The fifth in our series of Political Innovation essays - on getting the public to provide government information, by Lauren Currie.
This is a guest cross-post by Lauren Currie – originally posted on Political Innovation
For too long, policymaking has been monopolised by civil servants, self-serving pressure groups and sensationalist journalists. We get a vote once every four or five years and we’re expected to be satisfied with that. Public services are too important to get lost in headline issues, and too big to leave to those who have the time and energy to write letters or sit on committees. The best communication happens when it’s easy to do, and when it’s a conversation, not just a complaint.
For this reason, in 2009, a group of us created MyPolice. It was a collaborative project that came out of the Social Innovation Camp. It’s an online feedback tool that enables the public and police to have a conversation. It facilitates three things:
• It’s a neutral space where people can find out more about who their local police are, and what they do;
• It allows people to send feedback about their experiences with the police, good or bad, which then gets delivered to the right force;
• It collects empathic data based on real customer experience and feeds it back to the police, which creates a deeper understanding of what the public wants, bringing police and public closer together.
We help communities identify weaknesses and opportunities in police services. In providing analysis and data for the police to act on, it challenges and helps make policy decisions, ensuring that service users have an active part in changing the police for the better.
People can give their opinion at a time when they feel strongly about an encounter with the police or feel that the service offered by the police could be improved.
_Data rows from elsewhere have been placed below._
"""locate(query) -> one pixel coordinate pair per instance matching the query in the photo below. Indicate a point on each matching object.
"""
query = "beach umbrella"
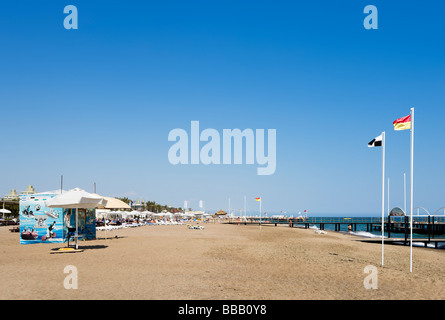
(3, 211)
(113, 203)
(220, 213)
(76, 199)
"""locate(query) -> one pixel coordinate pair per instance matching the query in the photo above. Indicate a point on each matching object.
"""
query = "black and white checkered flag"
(377, 142)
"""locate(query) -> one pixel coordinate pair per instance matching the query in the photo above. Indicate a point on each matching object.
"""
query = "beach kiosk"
(42, 224)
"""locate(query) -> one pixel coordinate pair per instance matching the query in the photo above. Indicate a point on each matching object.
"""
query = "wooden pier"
(429, 227)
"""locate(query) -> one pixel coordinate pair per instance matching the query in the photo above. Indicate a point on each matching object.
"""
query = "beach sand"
(220, 262)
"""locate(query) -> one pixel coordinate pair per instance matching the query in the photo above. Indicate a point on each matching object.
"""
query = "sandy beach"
(220, 262)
It’s the place where people can see how their thoughts translate directly into action.
We have a funding model that is politically acceptable to both left and right (Labour as one of the most innovative social enterprises in Britain, and the Conservatives who say it is ‘potentially transformative’). We charge a small annual fee to every force that takes part and provide the software and methodology that makes it work for them. The cost is far outweighed by the benefits in terms of efficiency and quality. The people for whom the police exist get a better and more inclusive service.
The idea of a ‘candid friend’ – neither a hectoring simplifying journalist/pressure group, nor spinning apologist for an unresponsive service – isn’t entirely new. The excellent Patient Opinion project achieves exactly the same ends in a way that is tailored to the services provided by the NHS.
This brings me to the political innovation that I would like to propose: Let’s set a target whereby significant sections of the public sector aim to replace all self-produced information about themselves with content that is generated by the users. This can’t simply be a crude ‘have your say’ exercise – but I think that MyPolice and Patient Opinion both show that it’s possible to get good fair descriptions of public services authored by all of us.
That’s better than just a one-size-fits-all ‘X’ in a ballot box every five years, isn’t it?